Our findings are biologically plausible, as animal studies report delays in pubertal development with in utero TCDD exposure.7,8 It is unclear why we observe later age at menarche with in utero TCDD exposure only among daughters whose mothers were prepubertal at explosion. Epigenetic mechanisms potentially could explain the observed intergenerational effects and apparent multiple susceptible windows of exposure.32 There may be differential susceptibility of germ cells, depending on maternal pubertal status. Perhaps the window of susceptibility for “infant” eggs (before puberty) does not have the same body protections against TCDD exposure as after puberty. Alternatively, it could be a spurious finding. Future studies including the SWHS granddaughters could shed light on potential genetic susceptibility and epigenetic mechanisms.

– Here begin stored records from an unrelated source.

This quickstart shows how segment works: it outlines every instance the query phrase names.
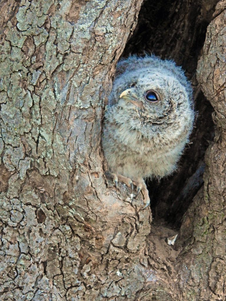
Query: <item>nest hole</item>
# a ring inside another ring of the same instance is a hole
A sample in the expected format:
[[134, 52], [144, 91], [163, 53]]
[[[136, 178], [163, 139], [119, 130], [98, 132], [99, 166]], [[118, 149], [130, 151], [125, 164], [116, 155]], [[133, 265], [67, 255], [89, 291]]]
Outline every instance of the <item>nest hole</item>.
[[144, 0], [122, 55], [146, 53], [172, 59], [182, 67], [193, 89], [198, 113], [178, 170], [167, 178], [147, 183], [154, 222], [164, 220], [174, 229], [179, 228], [183, 215], [203, 185], [205, 154], [214, 135], [213, 109], [200, 90], [196, 70], [217, 2]]

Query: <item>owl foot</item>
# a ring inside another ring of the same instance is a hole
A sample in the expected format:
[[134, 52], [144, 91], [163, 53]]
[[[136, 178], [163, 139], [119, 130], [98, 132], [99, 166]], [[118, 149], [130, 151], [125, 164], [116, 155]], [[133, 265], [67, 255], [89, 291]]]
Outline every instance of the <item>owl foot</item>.
[[124, 183], [128, 187], [131, 187], [131, 193], [133, 192], [133, 183], [132, 180], [128, 178], [126, 178], [125, 177], [121, 175], [118, 175], [118, 176], [116, 174], [112, 173], [111, 175], [113, 179], [113, 182], [116, 187], [116, 190], [117, 190], [118, 187], [118, 181], [122, 182], [123, 183]]
[[143, 179], [137, 181], [132, 181], [131, 179], [126, 178], [121, 175], [116, 175], [115, 173], [111, 173], [111, 175], [113, 180], [113, 182], [115, 185], [117, 191], [118, 188], [118, 182], [124, 183], [128, 187], [131, 187], [130, 193], [133, 190], [133, 184], [137, 186], [137, 194], [134, 198], [136, 198], [139, 193], [141, 191], [143, 197], [144, 204], [145, 206], [140, 210], [146, 208], [150, 203], [150, 199], [148, 195], [148, 191], [147, 189], [144, 181]]
[[145, 204], [145, 205], [144, 207], [140, 209], [140, 210], [143, 210], [143, 209], [146, 208], [150, 204], [150, 198], [148, 194], [148, 191], [147, 189], [144, 181], [143, 179], [139, 181], [134, 181], [133, 182], [137, 186], [137, 194], [134, 197], [134, 198], [137, 197], [140, 191], [141, 192], [141, 193], [144, 198], [143, 201], [144, 204]]

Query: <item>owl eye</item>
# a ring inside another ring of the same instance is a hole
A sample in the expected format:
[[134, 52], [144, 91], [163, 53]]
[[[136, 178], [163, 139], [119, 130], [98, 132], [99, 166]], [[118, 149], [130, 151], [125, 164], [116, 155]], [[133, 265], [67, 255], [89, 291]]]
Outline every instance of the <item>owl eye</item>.
[[153, 91], [148, 91], [145, 94], [145, 98], [151, 102], [157, 102], [159, 98], [156, 93]]

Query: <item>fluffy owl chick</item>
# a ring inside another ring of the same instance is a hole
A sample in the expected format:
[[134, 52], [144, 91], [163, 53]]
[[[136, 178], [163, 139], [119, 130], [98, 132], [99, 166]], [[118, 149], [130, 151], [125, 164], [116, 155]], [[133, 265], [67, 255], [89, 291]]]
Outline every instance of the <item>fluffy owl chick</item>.
[[105, 113], [102, 144], [116, 186], [137, 186], [146, 208], [144, 179], [171, 173], [194, 119], [192, 89], [180, 67], [152, 56], [121, 61]]

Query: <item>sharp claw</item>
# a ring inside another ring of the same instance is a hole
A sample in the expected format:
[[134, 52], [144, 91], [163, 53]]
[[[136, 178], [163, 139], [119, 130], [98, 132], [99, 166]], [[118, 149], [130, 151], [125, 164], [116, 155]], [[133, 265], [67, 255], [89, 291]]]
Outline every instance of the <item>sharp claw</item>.
[[140, 192], [140, 191], [141, 190], [141, 188], [140, 188], [140, 187], [138, 187], [137, 188], [137, 194], [134, 197], [134, 199], [136, 199], [136, 197], [137, 197], [137, 196], [138, 195], [138, 194], [139, 194], [139, 193]]
[[132, 193], [133, 192], [133, 184], [132, 182], [130, 183], [130, 186], [131, 186], [131, 191], [130, 193]]
[[143, 207], [143, 208], [141, 208], [141, 209], [140, 209], [140, 210], [143, 210], [143, 209], [145, 209], [145, 208], [146, 208], [149, 204], [150, 204], [150, 201], [149, 201], [149, 202], [147, 202], [145, 204], [145, 206], [144, 206], [144, 207]]

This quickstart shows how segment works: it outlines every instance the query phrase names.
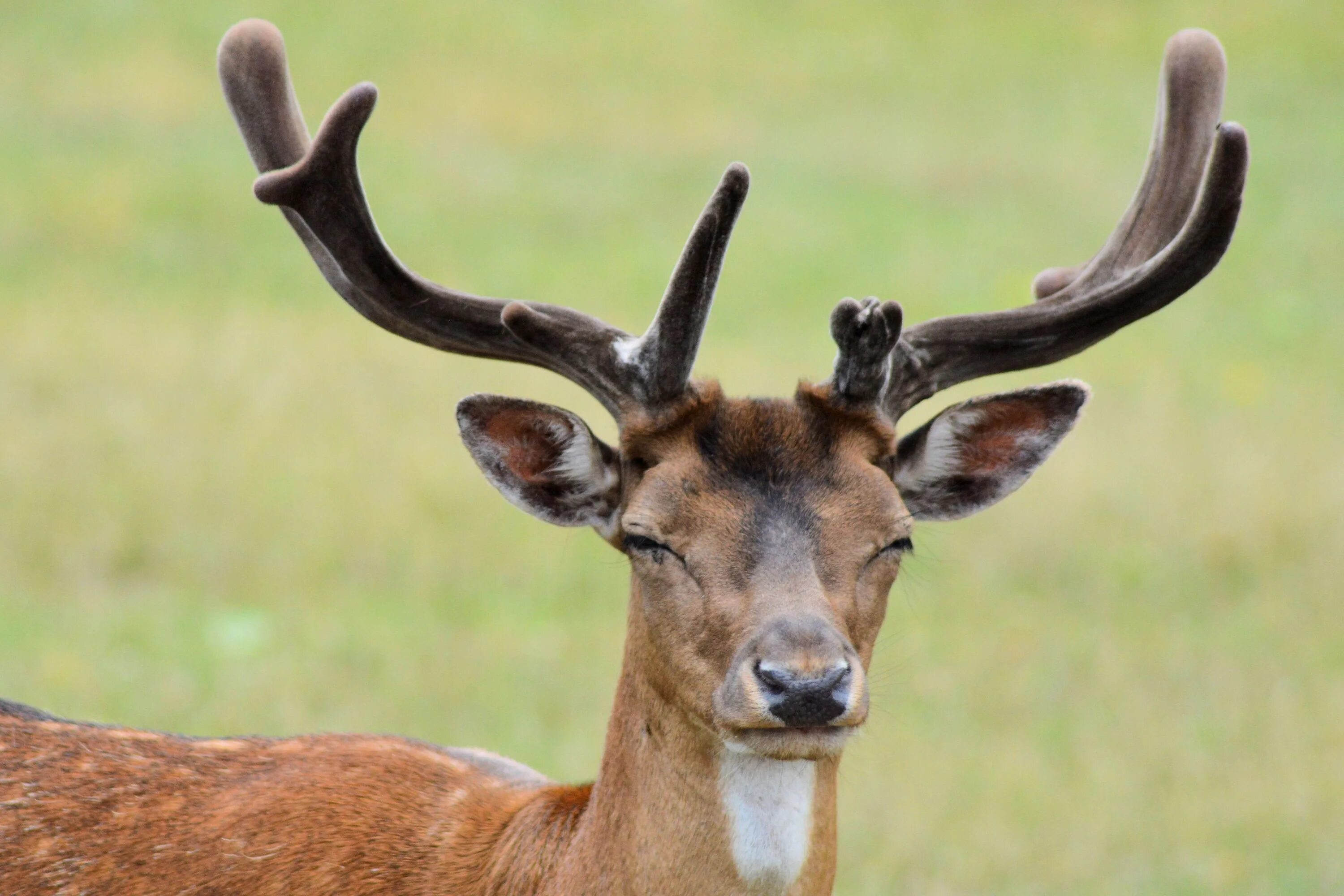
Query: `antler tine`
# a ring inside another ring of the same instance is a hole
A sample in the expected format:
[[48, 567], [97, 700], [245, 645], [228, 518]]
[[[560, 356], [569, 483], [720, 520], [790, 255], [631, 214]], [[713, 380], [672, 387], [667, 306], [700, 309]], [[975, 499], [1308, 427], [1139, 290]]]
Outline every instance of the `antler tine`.
[[692, 232], [649, 330], [629, 333], [581, 312], [472, 296], [406, 269], [383, 242], [359, 180], [359, 136], [376, 102], [351, 87], [309, 141], [267, 21], [234, 26], [219, 46], [219, 75], [249, 152], [262, 172], [257, 197], [281, 206], [327, 282], [358, 312], [399, 336], [460, 355], [535, 364], [593, 394], [614, 416], [685, 390], [747, 173], [732, 165]]
[[691, 379], [723, 254], [750, 184], [746, 165], [728, 165], [681, 250], [649, 329], [638, 340], [617, 347], [644, 371], [645, 399], [652, 403], [676, 398]]
[[1250, 163], [1241, 125], [1218, 124], [1226, 60], [1207, 31], [1167, 44], [1157, 124], [1134, 200], [1102, 250], [1036, 277], [1036, 304], [925, 321], [892, 352], [892, 419], [957, 383], [1075, 355], [1167, 306], [1223, 257]]
[[843, 298], [831, 312], [831, 339], [836, 341], [836, 369], [831, 391], [845, 404], [872, 404], [880, 398], [891, 369], [891, 351], [900, 339], [900, 305]]

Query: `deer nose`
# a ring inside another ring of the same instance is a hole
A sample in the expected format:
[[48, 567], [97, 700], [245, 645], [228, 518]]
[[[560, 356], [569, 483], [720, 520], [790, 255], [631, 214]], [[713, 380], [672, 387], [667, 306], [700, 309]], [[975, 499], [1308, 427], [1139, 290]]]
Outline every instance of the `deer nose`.
[[770, 713], [790, 728], [828, 724], [849, 705], [849, 661], [837, 660], [817, 673], [786, 664], [758, 661], [757, 681]]

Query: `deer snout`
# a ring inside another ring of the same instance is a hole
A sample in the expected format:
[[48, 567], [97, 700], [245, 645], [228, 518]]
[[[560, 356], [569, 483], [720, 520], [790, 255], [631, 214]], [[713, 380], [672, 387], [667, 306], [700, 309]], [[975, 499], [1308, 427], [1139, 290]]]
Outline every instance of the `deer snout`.
[[738, 732], [862, 724], [868, 696], [859, 654], [820, 615], [770, 619], [738, 650], [715, 715]]

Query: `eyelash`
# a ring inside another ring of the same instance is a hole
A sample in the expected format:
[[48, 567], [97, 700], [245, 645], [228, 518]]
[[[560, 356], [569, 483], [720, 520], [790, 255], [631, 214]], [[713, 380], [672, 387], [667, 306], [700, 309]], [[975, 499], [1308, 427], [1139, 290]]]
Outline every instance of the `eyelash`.
[[661, 541], [655, 541], [653, 539], [649, 539], [642, 535], [628, 535], [625, 536], [624, 544], [626, 551], [636, 553], [648, 553], [649, 559], [653, 560], [655, 563], [663, 563], [664, 553], [671, 553], [677, 560], [681, 559], [681, 555], [669, 548], [668, 545], [663, 544]]

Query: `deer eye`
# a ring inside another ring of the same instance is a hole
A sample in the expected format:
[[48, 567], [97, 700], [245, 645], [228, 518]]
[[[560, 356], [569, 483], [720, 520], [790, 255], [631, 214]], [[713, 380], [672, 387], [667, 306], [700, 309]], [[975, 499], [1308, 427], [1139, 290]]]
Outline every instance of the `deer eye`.
[[655, 563], [663, 563], [664, 555], [668, 553], [680, 559], [680, 555], [668, 545], [642, 535], [625, 536], [625, 549], [633, 553], [644, 553]]
[[910, 536], [903, 539], [896, 539], [887, 547], [878, 551], [878, 553], [914, 553], [915, 543], [910, 540]]

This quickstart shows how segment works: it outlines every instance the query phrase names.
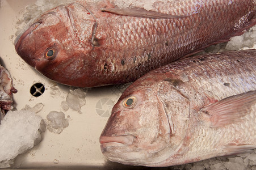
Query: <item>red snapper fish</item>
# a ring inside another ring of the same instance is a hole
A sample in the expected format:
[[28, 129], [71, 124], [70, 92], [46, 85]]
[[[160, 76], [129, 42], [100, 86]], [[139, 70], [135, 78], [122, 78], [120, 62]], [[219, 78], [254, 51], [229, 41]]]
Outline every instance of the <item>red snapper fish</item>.
[[95, 87], [133, 81], [256, 24], [254, 0], [131, 1], [58, 6], [16, 38], [15, 49], [54, 81]]
[[109, 160], [166, 167], [256, 148], [256, 50], [198, 56], [145, 74], [100, 137]]

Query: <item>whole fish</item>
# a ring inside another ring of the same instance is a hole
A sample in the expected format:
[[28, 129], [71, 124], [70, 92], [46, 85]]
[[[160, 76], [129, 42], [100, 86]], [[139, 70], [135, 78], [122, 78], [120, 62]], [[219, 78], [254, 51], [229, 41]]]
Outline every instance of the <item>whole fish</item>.
[[0, 65], [0, 124], [7, 112], [14, 108], [12, 94], [16, 92], [9, 72]]
[[256, 50], [198, 56], [132, 84], [100, 137], [103, 155], [165, 167], [256, 148]]
[[94, 87], [133, 81], [256, 24], [254, 0], [136, 1], [57, 7], [16, 38], [16, 50], [53, 80]]

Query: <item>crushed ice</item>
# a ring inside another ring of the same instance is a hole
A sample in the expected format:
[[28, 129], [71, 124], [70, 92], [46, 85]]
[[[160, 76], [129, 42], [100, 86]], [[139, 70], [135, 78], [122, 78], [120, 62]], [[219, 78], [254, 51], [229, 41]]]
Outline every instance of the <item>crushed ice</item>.
[[10, 167], [18, 155], [38, 144], [45, 130], [44, 122], [35, 112], [9, 111], [0, 125], [0, 168]]
[[86, 104], [85, 97], [86, 92], [83, 88], [73, 89], [70, 88], [66, 100], [61, 103], [61, 107], [64, 111], [70, 108], [82, 113], [81, 107]]
[[56, 134], [60, 134], [63, 129], [69, 126], [70, 116], [65, 117], [64, 113], [62, 112], [52, 111], [47, 116], [47, 120], [44, 121], [49, 131]]

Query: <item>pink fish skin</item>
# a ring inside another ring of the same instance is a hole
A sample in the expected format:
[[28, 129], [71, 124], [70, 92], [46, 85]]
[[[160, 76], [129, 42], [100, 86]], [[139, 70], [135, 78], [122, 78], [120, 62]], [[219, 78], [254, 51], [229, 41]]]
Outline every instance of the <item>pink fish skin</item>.
[[100, 137], [109, 160], [183, 164], [256, 148], [256, 50], [198, 56], [132, 83]]
[[107, 0], [57, 7], [16, 38], [15, 49], [54, 81], [100, 86], [133, 81], [256, 24], [253, 0], [154, 1], [149, 11]]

This study has several strengths and limitations. Strengths include the Seveso Second Generation study represents a unique cohort with a relatively large sample. We measured initial TCDD exposure in maternal serum collected near the time of the explosion, and there was a wide range of exposure in the population. We were also able to consider a wide range of potential confounders including maternal age at menarche, and the study population is relatively homogeneous, minimizing potential uncontrolled confounding. Study limitations include in utero TCDD exposure was extrapolated from maternal serum TCDD measurements to the pregnancy, not measured directly, but we expect any exposure misclassification to be nondifferential. We were unable to consider other sources of environmental TCDD exposure,1 but we expect any exposure misclassification would be nondifferential. Age at menarche was based on self-report or maternal report, and the wide age range of participants led to recall over a variable time period (0 to 29 years); however, we found no correlation between length of recall and age at menarche. Previous studies have found moderate to high agreement of age at menarche as reported in adulthood with the true age at menarche.38,39 BMI at the time of menarche could be a confounder. Although it was not possible to measure BMI near the time of menarche, a sensitivity analysis that included current BMI as a covariate did not change the results. Finally, the small number of daughters (n = 22) born to Seveso mothers who were younger than 5 years of age at the time of the explosion prevented us from examining this potentially susceptible subgroup separately.23
In summary, in the Seveso Second Generation Study, we found that in utero TCDD exposure, as measured by maternal serum TCDD estimated at pregnancy, is not associated with reported age at onset of menarche of daughters. However, among daughters whose mothers were still premenarche at the time of the explosion, in utero TCDD exposure is associated with later age at menarche. This finding is important given that the effect of early life exposures on age at menarche can have important implications for conditions diagnosed later in life, such as breast cancer and cardiovascular disease.40 Future follow-up of the second generation and the grandchildren of the Seveso Women’s Health Study could be informative.
Conflicts of interest statement
The authors declare that they have no conflicts of interest with regard to the content of this report.
The results reported herein correspond to specific aims of grant R01ES07171 to investigator B.E. from National Institute of Environmental Health Sciences. This work was also supported by grants F06TW02075-01 and F31ES026488 from the National Institutes of Health, 2P30-ESO01896-17 from the National Institute of Environmental Health Sciences, R82471 from the U.S. Environmental Protection Agency, and #2896 from Regione Lombardia and Fondazione Lombardia Ambiente, Milan, Italy.